TIEMPOS DE DENSA NEBLINA

Perú pasa por una grave crisis política que puede afectar los ámbitos sociales y económicos en el mediano plazo, y la conmemoración del bicentenario de la Independencia Nacional en vez de consolidar bases concretas, de no hallarse soluciones pragmáticas, será repetir los años perdidos a través del tiempo.
Si el caso brasileño Lava-Jato remeció las flácidas estructura del Estado, a través especialmente de la constructora Odebrecht y de otras empresas brasileñas y también nacionales, el escándalo ocasionado por la difusión, casi a diario, de las grabaciones que dañan al Poder Judicial y al Ministerio Público, y con gobernadores (antes presidentes) regionales y alcaldes con detenciones preliminares e investigaciones que avanzan a paso de tortuga y retroceden con simple disculpas, parecen que van a destrozar los cada vez más debilitados cimientos.

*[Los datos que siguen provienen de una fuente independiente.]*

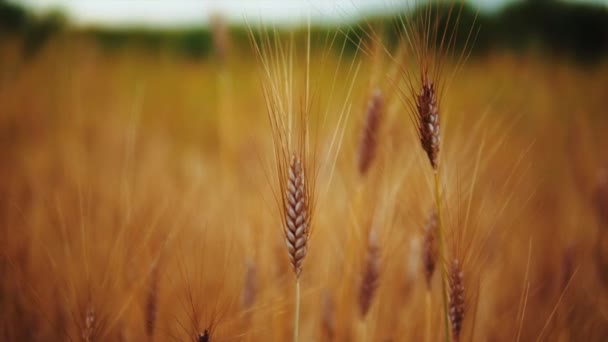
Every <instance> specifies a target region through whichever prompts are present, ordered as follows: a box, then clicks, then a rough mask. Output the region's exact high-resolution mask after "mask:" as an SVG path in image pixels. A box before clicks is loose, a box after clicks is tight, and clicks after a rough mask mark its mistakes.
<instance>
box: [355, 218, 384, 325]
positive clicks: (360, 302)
mask: <svg viewBox="0 0 608 342" xmlns="http://www.w3.org/2000/svg"><path fill="white" fill-rule="evenodd" d="M379 278H380V245H379V243H378V238H377V237H376V233H375V231H374V230H373V229H372V230H371V231H370V233H369V237H368V242H367V251H366V257H365V265H364V269H363V278H362V279H361V285H360V287H359V311H360V313H361V317H362V318H365V317H366V316H367V313H368V312H369V309H370V307H371V305H372V301H373V299H374V296H375V294H376V290H377V288H378V280H379Z"/></svg>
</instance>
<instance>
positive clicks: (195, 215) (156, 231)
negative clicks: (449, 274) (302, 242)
mask: <svg viewBox="0 0 608 342" xmlns="http://www.w3.org/2000/svg"><path fill="white" fill-rule="evenodd" d="M456 3H460V2H458V1H457V2H456ZM424 6H427V3H425V2H423V1H417V2H400V1H397V0H386V1H383V0H337V1H323V0H293V1H292V0H286V1H271V0H240V1H237V0H224V1H220V0H217V1H194V0H179V1H169V0H167V1H161V0H150V1H137V0H132V1H130V0H104V1H102V0H99V1H97V0H90V1H89V0H83V1H80V0H38V1H37V0H23V1H16V0H15V1H8V0H0V252H1V253H2V254H1V255H0V340H4V341H58V340H85V341H92V340H107V341H140V340H141V341H143V340H147V341H151V340H152V338H150V336H151V335H152V336H154V334H156V336H157V340H159V341H164V340H168V339H169V338H172V339H173V340H197V341H203V340H202V339H197V338H194V337H193V336H198V335H197V334H202V333H203V332H204V331H207V329H209V330H212V331H213V332H214V334H215V336H217V337H218V338H217V339H212V340H218V341H234V340H251V341H255V340H260V341H268V340H275V341H279V340H288V339H289V338H290V336H291V327H290V324H291V322H292V316H291V308H292V306H291V305H292V301H291V298H292V292H291V291H292V283H293V275H292V274H291V273H290V270H289V265H288V262H287V255H286V254H287V253H285V250H284V249H285V246H284V242H283V239H282V235H281V233H280V225H279V223H278V217H279V216H278V215H277V213H276V211H275V209H276V208H275V204H276V203H275V201H274V199H273V195H275V196H276V192H275V193H274V194H273V193H272V189H269V188H272V187H273V186H274V187H276V182H275V181H273V179H272V176H270V177H269V174H270V175H272V172H274V169H273V168H272V167H271V166H269V165H272V155H273V154H272V140H271V139H270V133H269V127H268V124H267V117H266V109H267V108H266V104H265V102H264V94H263V92H262V90H261V86H260V84H261V83H260V82H261V80H260V73H259V72H258V71H259V67H260V63H259V62H258V61H257V60H256V58H255V54H254V53H253V52H252V47H251V44H250V37H249V36H248V29H247V27H248V25H249V26H251V27H255V28H256V29H254V30H253V36H254V37H255V38H256V39H260V37H263V36H262V35H261V34H260V32H262V31H258V30H257V28H258V25H260V24H261V25H262V26H263V27H265V28H269V29H270V28H274V30H276V33H277V34H278V36H279V37H282V38H287V37H292V38H293V39H294V40H295V41H296V42H298V43H297V44H295V46H296V51H297V52H296V54H295V56H296V57H295V60H296V62H294V63H296V65H298V66H297V67H296V74H297V75H298V76H301V75H300V74H301V72H300V71H302V70H303V69H304V66H303V65H302V64H301V62H302V61H303V60H304V58H303V56H304V53H303V52H304V48H303V47H304V46H305V44H304V42H305V41H306V40H305V35H306V31H307V30H306V25H307V23H308V21H309V20H310V23H311V27H310V31H311V41H312V52H311V66H312V67H311V69H313V70H312V71H311V73H312V74H314V77H313V80H314V81H313V82H312V87H313V88H315V89H316V90H317V91H316V92H314V93H315V94H317V95H319V99H318V103H317V104H318V105H319V107H320V108H322V109H323V110H324V111H325V112H327V113H332V115H328V122H329V123H331V125H328V126H330V127H329V128H330V129H331V128H333V127H337V126H339V127H342V126H340V125H338V119H339V115H338V114H339V113H344V112H346V113H348V115H346V116H345V117H346V118H347V119H346V120H344V122H342V125H343V126H344V131H343V134H342V135H340V136H341V137H342V142H341V145H340V146H341V147H342V148H341V150H340V153H339V154H338V156H337V157H336V163H335V165H336V168H335V169H336V170H335V175H334V174H332V175H334V176H333V182H329V179H330V178H331V177H328V174H321V176H319V179H320V180H319V184H321V186H324V187H327V189H329V190H327V189H326V190H327V191H324V192H323V194H324V195H327V196H326V198H324V199H323V200H320V203H322V205H319V207H321V208H323V211H322V212H320V213H319V215H318V218H319V222H318V229H317V230H316V231H315V235H314V237H313V240H312V241H311V247H310V255H309V256H307V261H306V267H305V268H306V271H304V274H303V280H302V282H303V283H302V286H303V303H304V304H303V309H302V310H303V313H302V329H301V331H302V340H304V341H309V340H327V341H329V340H339V341H352V340H353V331H352V327H353V323H352V321H353V320H354V319H358V317H356V316H355V315H356V314H357V312H358V311H357V310H356V308H355V304H353V303H356V299H355V298H356V296H357V294H356V293H357V284H358V283H359V281H360V274H361V270H360V266H361V265H362V260H363V259H364V257H363V255H365V253H366V250H367V249H366V248H367V247H366V246H367V245H366V243H367V241H366V238H367V235H366V233H365V229H368V227H369V224H368V223H369V222H372V221H373V220H372V218H375V217H381V218H383V219H384V220H386V222H385V221H382V222H383V224H382V225H381V226H382V229H379V240H380V241H381V245H382V251H383V253H384V254H383V262H385V263H384V264H383V265H384V267H385V268H384V269H383V270H385V271H384V272H385V273H383V274H385V275H386V276H385V277H384V278H381V279H382V281H381V285H380V287H379V290H378V291H379V292H378V297H377V302H383V303H390V305H376V307H375V309H372V310H371V311H370V314H369V318H368V321H366V322H367V324H368V326H369V330H368V334H369V335H368V337H369V338H368V340H370V341H392V340H395V341H401V340H404V339H405V340H412V341H420V340H423V338H424V336H423V332H424V331H425V329H424V327H425V320H424V319H423V318H422V315H421V314H420V312H421V311H420V310H421V308H422V307H424V294H425V293H426V292H425V291H426V285H425V284H424V281H423V280H422V277H421V276H420V275H421V270H420V264H421V263H420V260H419V257H420V253H419V251H420V248H421V247H420V243H421V239H422V232H423V227H424V226H425V222H426V221H427V216H428V209H429V208H431V207H432V206H433V203H434V202H433V199H432V190H431V186H430V184H431V183H432V181H431V180H430V176H429V174H430V172H429V169H428V162H427V161H426V160H425V159H424V158H425V157H424V155H423V154H422V152H421V149H420V146H419V141H417V138H416V135H415V133H414V132H413V131H412V125H411V122H410V120H409V118H408V115H407V108H406V106H405V105H404V103H403V102H402V101H399V95H398V94H396V93H398V92H397V91H396V88H398V87H395V85H396V84H395V82H393V83H391V80H390V78H389V76H390V75H392V74H391V73H393V74H394V72H395V64H399V63H401V62H402V63H403V65H402V66H404V68H405V69H403V70H401V72H402V73H403V74H401V76H403V78H404V79H405V80H407V79H406V78H405V77H406V76H407V75H406V74H405V71H404V70H416V68H417V66H416V65H415V61H413V60H408V59H404V60H399V59H398V58H395V59H394V60H393V59H391V58H389V57H388V56H385V55H384V54H383V49H380V48H377V47H378V46H379V45H378V43H379V41H380V40H378V39H370V36H369V30H370V29H373V30H374V31H375V32H377V33H378V36H376V38H377V37H381V42H382V44H383V45H382V46H383V47H386V51H391V52H392V53H394V56H399V51H400V50H399V49H403V47H404V45H403V43H404V42H403V40H401V41H400V39H399V38H400V37H401V38H403V36H402V34H403V30H402V29H403V26H402V25H401V23H402V21H403V22H408V20H410V18H413V17H416V16H420V14H421V13H422V12H421V11H423V10H424V8H426V7H424ZM429 6H432V8H433V9H434V10H436V11H437V12H435V13H438V16H439V17H440V18H443V19H442V20H440V21H439V23H440V26H446V27H451V28H454V27H455V26H458V27H459V28H460V29H458V30H455V31H454V32H456V33H455V41H454V46H453V50H452V52H453V55H454V56H455V57H456V58H455V59H454V60H448V61H446V62H445V65H444V66H445V69H443V70H445V74H444V75H442V76H445V78H446V79H447V80H449V81H450V82H449V86H448V87H447V89H448V90H446V91H445V92H444V93H443V94H442V98H441V103H442V109H443V110H445V116H443V115H444V114H443V112H442V120H443V118H444V117H445V118H446V119H445V121H442V128H441V129H442V134H444V133H445V135H443V136H442V141H443V144H444V145H443V146H442V152H441V153H442V154H441V170H442V177H443V178H442V182H443V183H442V184H443V185H444V188H445V202H446V207H447V208H446V212H447V214H446V217H447V218H449V219H448V220H447V221H448V222H451V223H449V225H452V226H454V227H453V228H452V231H455V232H458V231H462V230H459V229H461V228H462V227H460V226H458V223H459V222H461V221H462V217H463V216H464V215H463V214H464V212H465V210H464V208H467V212H466V216H467V218H468V216H469V215H468V214H469V213H468V210H469V209H470V211H471V222H473V221H474V223H472V224H471V227H474V228H475V229H471V230H466V231H467V232H468V233H467V234H469V233H470V235H471V236H468V235H467V236H465V238H467V239H470V240H472V241H477V242H478V243H477V244H475V243H471V245H470V246H472V247H471V248H468V249H470V250H475V251H476V253H477V255H478V256H479V257H478V258H476V259H475V261H474V262H473V264H472V265H471V266H475V268H476V269H477V270H479V269H481V270H483V272H480V273H481V274H482V275H483V282H482V283H481V285H479V286H478V288H479V292H480V293H479V298H482V300H480V301H479V303H478V305H477V307H478V309H477V310H478V311H477V316H476V317H477V321H476V325H475V328H474V329H473V328H472V326H473V324H472V323H473V322H471V321H465V323H464V325H465V330H466V331H467V332H466V334H467V335H463V336H467V338H463V339H464V340H476V341H477V340H478V341H515V340H517V339H519V338H515V337H514V335H515V334H516V332H517V335H518V336H519V337H520V340H522V341H535V340H543V339H544V340H550V341H584V340H587V341H606V338H607V337H608V324H607V322H608V293H607V291H606V289H608V171H607V170H608V169H607V168H608V159H606V151H607V150H608V135H606V132H608V115H607V114H608V112H607V108H608V107H607V105H606V96H607V95H608V4H607V3H606V1H605V0H595V1H594V0H588V1H582V0H581V1H557V0H553V1H552V0H520V1H515V0H513V1H510V0H476V1H473V0H471V1H468V2H465V3H464V6H463V7H462V8H461V9H460V7H459V6H458V8H459V13H460V16H459V18H460V19H459V22H458V24H457V25H456V24H455V21H453V20H452V21H448V20H445V18H447V17H448V16H446V14H447V13H449V5H446V4H439V5H429ZM442 15H443V17H442ZM469 32H472V36H471V37H472V38H471V39H469V40H467V37H469ZM258 41H259V40H258ZM434 43H439V42H434ZM359 48H360V49H359ZM461 54H464V56H466V58H464V59H463V60H460V61H461V62H462V63H458V56H460V55H461ZM297 62H300V64H298V63H297ZM410 67H411V69H409V68H410ZM354 71H356V75H355V72H354ZM296 78H298V77H297V76H296ZM397 83H399V82H397ZM376 90H377V91H379V92H380V93H381V94H382V95H383V96H384V98H385V101H386V103H385V106H384V108H386V117H385V119H383V120H385V121H383V123H382V127H383V128H382V134H381V138H379V143H378V144H379V145H378V146H379V152H378V157H377V161H376V162H375V164H374V166H372V171H371V172H370V173H369V175H368V176H367V178H365V177H361V176H360V175H359V174H358V173H357V170H356V167H355V166H354V165H355V163H356V162H355V160H356V158H357V157H356V155H357V149H358V143H359V136H360V132H361V129H362V127H363V125H364V123H363V121H364V117H365V113H366V108H368V102H369V101H370V96H371V94H373V93H375V91H376ZM329 94H331V96H329ZM299 95H302V94H300V93H299ZM333 114H335V115H333ZM313 120H314V119H313ZM332 125H333V126H332ZM444 128H445V130H444ZM341 132H342V131H341ZM332 134H333V131H331V130H329V131H320V132H319V134H318V136H319V139H320V143H319V150H320V151H319V155H320V156H323V155H325V154H324V153H326V152H327V151H326V150H324V148H327V147H328V146H330V145H331V144H330V143H328V142H329V141H330V140H331V139H332V138H333V137H334V136H333V135H332ZM331 141H333V140H331ZM329 183H330V184H329ZM353 189H357V196H359V197H357V200H353V199H352V197H353V196H354V195H353V193H354V191H353ZM366 196H367V197H366ZM320 197H321V196H320ZM275 198H276V197H275ZM321 201H322V202H321ZM372 207H373V208H372ZM370 208H371V209H370ZM377 213H380V214H377ZM459 219H460V221H459ZM475 236H477V238H475ZM480 240H481V242H480V243H479V241H480ZM468 246H469V245H467V247H468ZM218 265H221V267H219V266H218ZM411 265H414V266H411ZM465 266H466V267H468V266H469V265H465ZM159 269H160V271H159ZM412 269H413V271H412ZM468 271H469V270H467V272H468ZM468 274H469V273H467V275H468ZM467 279H471V278H467ZM437 281H438V277H437V276H436V277H435V285H434V287H433V289H434V290H433V291H435V292H434V296H435V298H439V296H437V291H439V290H438V288H439V286H438V285H440V284H438V283H437ZM466 287H467V288H474V287H475V286H470V287H469V286H468V284H467V286H466ZM244 298H246V299H244ZM421 298H422V299H421ZM524 299H525V300H524ZM150 303H152V304H150ZM210 303H211V304H213V305H210ZM327 303H330V304H331V305H330V304H327ZM437 303H439V302H438V301H437ZM332 310H333V311H332ZM150 312H152V313H153V314H150ZM321 312H323V313H322V314H321ZM472 316H473V317H475V315H471V316H467V317H472ZM150 317H152V318H150ZM353 317H354V318H353ZM432 317H433V319H434V322H435V323H436V324H437V326H441V323H440V322H441V315H440V313H439V312H433V316H432ZM351 318H352V319H351ZM524 318H525V319H524ZM320 320H323V321H322V322H320ZM150 321H152V322H153V323H149V322H150ZM473 321H474V320H473ZM154 322H156V323H154ZM404 322H405V323H407V324H405V323H404ZM435 323H434V324H435ZM155 324H156V325H155ZM150 326H152V328H150ZM155 326H156V327H157V329H156V333H155V330H154V327H155ZM269 326H270V328H268V327H269ZM467 329H468V330H467ZM269 330H270V331H269ZM433 333H436V334H437V336H433V337H437V338H430V340H439V335H438V334H440V333H441V332H440V329H433ZM270 334H272V335H270ZM463 334H464V333H463ZM94 336H96V337H99V338H97V339H96V338H93V337H94ZM269 336H272V338H269ZM320 336H322V337H320ZM427 337H428V336H427Z"/></svg>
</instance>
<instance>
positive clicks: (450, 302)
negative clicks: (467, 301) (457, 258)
mask: <svg viewBox="0 0 608 342" xmlns="http://www.w3.org/2000/svg"><path fill="white" fill-rule="evenodd" d="M448 280H449V309H450V323H451V328H452V338H453V339H454V341H455V342H458V341H459V340H460V335H461V332H462V323H463V321H464V314H465V298H464V276H463V272H462V268H461V266H460V263H459V261H458V259H454V260H453V261H452V264H451V265H450V270H449V274H448Z"/></svg>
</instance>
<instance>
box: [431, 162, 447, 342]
mask: <svg viewBox="0 0 608 342" xmlns="http://www.w3.org/2000/svg"><path fill="white" fill-rule="evenodd" d="M433 173H434V176H435V201H436V202H437V219H438V220H439V260H440V261H441V262H440V264H441V267H442V272H441V297H442V298H443V314H444V321H445V340H446V341H447V342H450V340H451V338H450V322H449V318H448V314H449V312H448V299H447V295H446V290H445V289H446V288H445V273H446V271H445V266H444V263H443V261H444V260H445V255H446V253H445V241H444V236H443V235H444V227H443V219H442V217H441V194H440V188H439V170H437V169H435V170H434V172H433Z"/></svg>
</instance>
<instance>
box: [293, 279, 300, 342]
mask: <svg viewBox="0 0 608 342" xmlns="http://www.w3.org/2000/svg"><path fill="white" fill-rule="evenodd" d="M299 332H300V280H299V279H296V312H295V314H294V328H293V342H298V336H299Z"/></svg>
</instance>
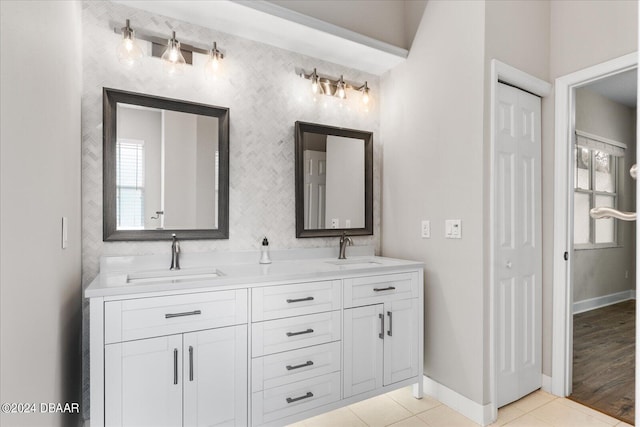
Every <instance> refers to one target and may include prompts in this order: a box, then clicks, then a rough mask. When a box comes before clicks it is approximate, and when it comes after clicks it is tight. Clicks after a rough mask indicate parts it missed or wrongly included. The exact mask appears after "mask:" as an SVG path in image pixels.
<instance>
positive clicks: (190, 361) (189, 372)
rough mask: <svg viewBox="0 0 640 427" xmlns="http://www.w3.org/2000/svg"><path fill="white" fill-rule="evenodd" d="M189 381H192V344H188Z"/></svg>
mask: <svg viewBox="0 0 640 427" xmlns="http://www.w3.org/2000/svg"><path fill="white" fill-rule="evenodd" d="M189 381H193V346H189Z"/></svg>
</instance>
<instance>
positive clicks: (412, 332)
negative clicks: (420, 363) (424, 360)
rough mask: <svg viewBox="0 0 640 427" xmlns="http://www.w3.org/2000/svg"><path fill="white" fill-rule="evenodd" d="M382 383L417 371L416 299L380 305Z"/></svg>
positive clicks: (401, 300)
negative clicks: (380, 308)
mask: <svg viewBox="0 0 640 427" xmlns="http://www.w3.org/2000/svg"><path fill="white" fill-rule="evenodd" d="M384 315H385V337H384V385H389V384H393V383H395V382H398V381H402V380H406V379H407V378H411V377H414V376H416V375H418V363H419V361H418V331H419V328H418V319H419V317H418V300H417V299H415V298H413V299H406V300H399V301H391V302H388V303H385V305H384Z"/></svg>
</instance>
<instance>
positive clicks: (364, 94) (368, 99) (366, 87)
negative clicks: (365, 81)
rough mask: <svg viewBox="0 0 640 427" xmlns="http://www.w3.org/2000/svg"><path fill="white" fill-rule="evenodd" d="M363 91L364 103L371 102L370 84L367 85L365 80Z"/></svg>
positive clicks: (362, 100)
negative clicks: (369, 89)
mask: <svg viewBox="0 0 640 427" xmlns="http://www.w3.org/2000/svg"><path fill="white" fill-rule="evenodd" d="M360 91H361V92H362V103H363V104H364V105H367V104H369V86H367V82H364V86H362V87H361V88H360Z"/></svg>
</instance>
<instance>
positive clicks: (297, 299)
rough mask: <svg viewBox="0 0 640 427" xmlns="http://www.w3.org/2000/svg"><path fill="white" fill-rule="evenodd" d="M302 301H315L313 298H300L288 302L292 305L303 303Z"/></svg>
mask: <svg viewBox="0 0 640 427" xmlns="http://www.w3.org/2000/svg"><path fill="white" fill-rule="evenodd" d="M302 301H313V297H306V298H298V299H288V300H287V302H288V303H289V304H291V303H292V302H302Z"/></svg>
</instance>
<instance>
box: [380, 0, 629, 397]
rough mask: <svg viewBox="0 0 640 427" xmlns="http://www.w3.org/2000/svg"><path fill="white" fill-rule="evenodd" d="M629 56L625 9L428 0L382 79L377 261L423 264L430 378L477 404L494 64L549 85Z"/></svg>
mask: <svg viewBox="0 0 640 427" xmlns="http://www.w3.org/2000/svg"><path fill="white" fill-rule="evenodd" d="M576 17H580V19H576ZM612 28H615V31H612V30H611V29H612ZM636 49H637V3H636V2H632V1H616V2H608V1H587V0H578V1H570V2H559V1H552V2H548V1H539V2H518V1H493V0H491V1H484V2H476V1H466V2H465V1H459V2H439V1H431V2H428V3H427V6H426V9H425V13H424V16H423V18H422V22H421V24H420V27H419V28H418V31H417V33H416V38H415V40H414V42H413V46H412V50H411V52H410V55H409V58H408V59H407V61H406V62H405V63H404V64H401V65H399V66H398V67H396V68H395V69H393V70H391V71H390V72H388V73H387V74H385V75H384V76H383V79H382V92H383V99H384V103H383V105H382V117H383V121H382V123H381V136H382V138H383V140H384V141H385V145H384V165H383V167H384V177H383V201H384V203H383V208H382V209H383V210H382V216H383V224H382V233H383V236H382V253H383V254H384V255H388V256H398V257H404V258H412V259H420V260H421V261H424V262H425V265H426V271H425V318H426V324H425V373H426V375H428V376H429V377H431V378H433V379H434V380H436V381H438V382H440V383H442V384H444V385H445V386H447V387H449V388H451V389H453V390H455V391H456V392H458V393H460V394H462V395H463V396H466V397H468V398H470V399H471V400H473V401H475V402H478V403H480V404H486V403H488V402H489V401H490V395H489V382H490V377H489V359H488V357H489V316H490V311H489V279H488V275H489V269H488V257H489V252H488V248H489V235H488V233H489V230H490V229H489V226H488V224H489V216H488V212H489V193H488V191H487V189H488V188H489V187H488V185H489V182H490V181H489V167H488V165H489V155H490V150H489V139H488V138H489V129H488V126H489V123H490V122H489V114H490V111H489V99H488V96H489V95H488V93H489V92H488V82H489V78H490V77H489V76H488V72H489V61H490V60H491V59H492V58H497V59H499V60H501V61H503V62H506V63H508V64H510V65H512V66H515V67H517V68H520V69H521V70H523V71H525V72H528V73H529V74H532V75H534V76H536V77H539V78H542V79H544V80H547V81H549V82H553V81H554V80H555V78H557V77H559V76H561V75H564V74H567V73H570V72H573V71H577V70H579V69H582V68H585V67H587V66H591V65H595V64H598V63H601V62H603V61H606V60H609V59H613V58H616V57H619V56H621V55H624V54H627V53H630V52H633V51H634V50H636ZM478 88H481V89H480V91H478ZM553 100H554V94H553V93H552V94H551V95H550V96H549V97H546V98H545V99H543V103H542V115H543V120H542V123H543V138H542V141H543V142H542V156H543V157H542V180H543V182H542V204H543V206H542V209H543V224H542V225H543V277H542V280H543V373H544V374H545V375H551V374H552V366H551V341H552V332H551V331H552V323H551V322H552V298H551V296H552V285H553V283H552V282H553V280H552V275H553V261H554V260H553V258H552V254H553V212H554V206H553V190H554V176H553V175H554V157H553V153H554V144H555V141H554V133H553V132H554V120H553V118H554V111H553ZM398 189H402V191H398ZM455 218H461V219H462V229H463V230H462V236H463V237H462V239H461V240H445V239H444V220H445V219H455ZM421 219H430V220H431V222H432V237H431V239H421V238H420V235H419V230H420V220H421ZM461 267H463V268H461ZM480 301H482V302H480ZM452 337H455V339H452ZM479 355H481V356H479Z"/></svg>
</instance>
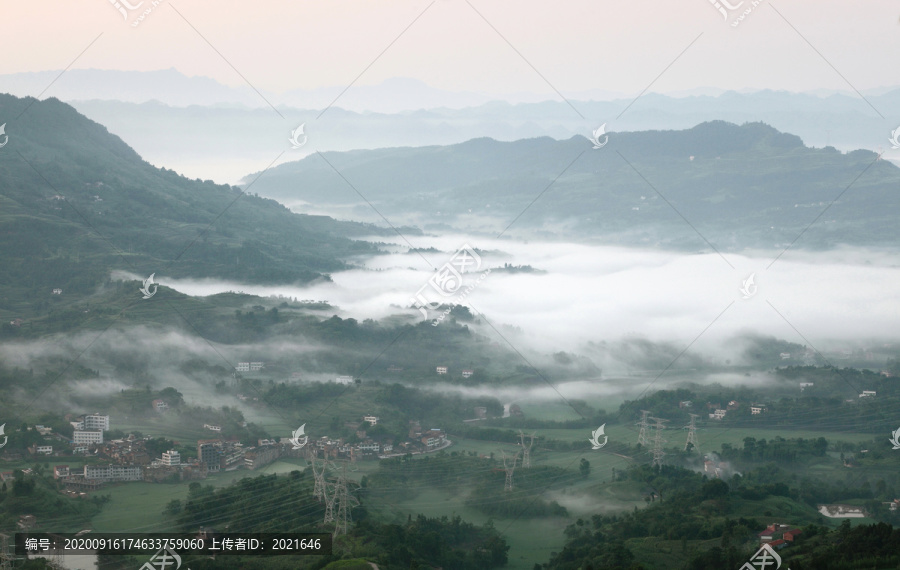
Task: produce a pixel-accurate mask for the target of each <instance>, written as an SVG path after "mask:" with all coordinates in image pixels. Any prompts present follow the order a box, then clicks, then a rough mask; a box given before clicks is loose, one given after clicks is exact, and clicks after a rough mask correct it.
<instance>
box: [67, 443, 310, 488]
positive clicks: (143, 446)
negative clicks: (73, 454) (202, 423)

El Poder Ejecutivo y el Poder Legislativo, en sí, tienen no solo el deber y la obligación de encontrar soluciones a corto plazo, más allá que se ejecute o no el referéndum, y para ello es necesario que desde el presidente de la República hasta los 130 congresistas se “pongan las pilas” y trabajen en forma mancomunada para arreglar la grave situación; empero, es indispensable también que demuestren no solo voluntad sino inteligencia para resolver el entuerto.
Cabe recordar que tanto el Poder Ejecutivo como el Poder Legislativo, éste último con mayor desprestigio, según las encuestas, no gozan de la total confianza de la ciudadanía; tenemos varios ex presidentes la línea de mira por presuntos actos de corrupción y a decenas de congresistas casi en paridad, que pasan por una Comisión de Ética que demora en resolver los casos a pesar de las evidencias, incluso uno de ellos no asiste hace meses al hemiciclo y ha venido cobrando sus emolumentos a pesar de tener una sentencia judicial firme por cumplir, pero hasta desaparecido está.
¿Quién moraliza a los moralizadores?, es la interrogante sin respuesta diáfana. Pues todos aducen que son inocentes, inmaculados e incluso ser perseguidos políticos. En síntesis, los peruanos debemos afrontar con incredulidad los próximos comicios regionales y municipales, en todo caso demandar a los candidatos que muestren sus verdaderas credenciales e intenciones y no estén lanzando floridos estribillos, repetitivos, a fin de adornar cualidades humanas y de servicio público.
Por otra parte, hacemos votos porque el comercio global, que se debate entre el liberalismo y el proteccionismo, no afecte la economía nacional que a duras penas muestra un relativo crecimiento, que se estima en 4% para este año, y cuya consecuencia tendría un impacto negativo en el conjunto de la sociedad, que quiere convivencia pacífica, equidad y una vida digna.